13. The guidance confirms that 'a decision' [on the question of the new matter] should be reached quickly. In other words, there must be a clear decision by the Home Office on the 'new matter'.
14. There is no record of any decision made by the Home Office Presenting Officer. It was not for the Tribunal to merely proceed on the basis of 'implicit' consent of the respondent. The Tribunal and the parties appeared to proceed on the basis of misunderstanding. The Tribunal should have clearly identified the fact of the 'new matter', specifically raised it as a 'new matter' and put it to the Presenting Officer so that a decision could be made and formally recorded. Nothing in the decision suggests that this approach was taken which was a procedural error. The error applies equally to appeals on human rights grounds. The Tribunal acted as the primary decision maker and without jurisdiction. The approach of the Tribunal undermines the findings made. That was an error of law.
15. The Judge erred materially for the reasons identified. I set aside the decision pursuant to Section 12(2)(a) of the Tribunals Courts and Enforcement Act 2007 (TCE 2007). Bearing in mind the nature and extent of the findings to be made, specifically following the consent or otherwise on the new matter, the matter should be remitted to the First-tier Tribunal under section 12(2) (b) (i) of the TCE 2007 and further to 7.2 (b) of the Presidential Practice Statement.
Direction
The Secretary of State is on notice to decide whether consent is given to the Tribunal considering the 'new matter' of domestic violence. The decision should be filed and served at least 14 days prior to the resumed substantive hearing before the First-tier Tribunal.

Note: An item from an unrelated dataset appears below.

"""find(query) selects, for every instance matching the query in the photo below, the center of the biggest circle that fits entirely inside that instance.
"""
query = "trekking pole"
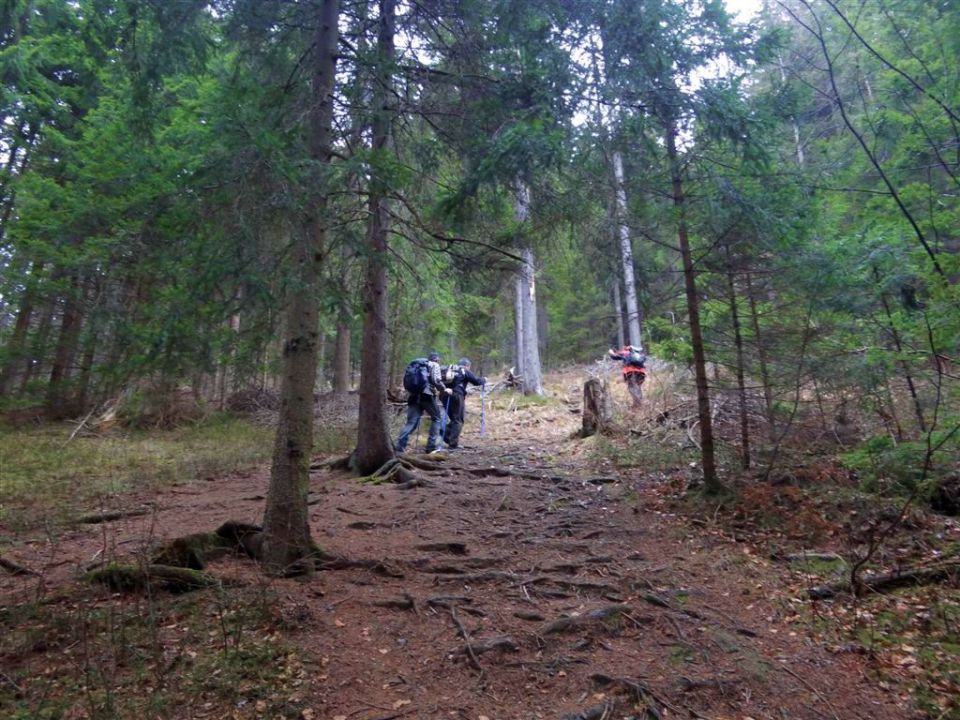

Direction Regarding Anonymity - Rule 14 of the Tribunal Procedure (Upper Tribunal) Rules 2008
Unless and until a Tribunal or court directs otherwise, the appellant is granted anonymity. No report of these proceedings shall directly or indirectly identify him or any member of his family. This direction applies both to the appellant and to the respondent. Failure to comply with this direction could lead to contempt of court proceedings. This direction is made because of the sensitive nature of the appeal.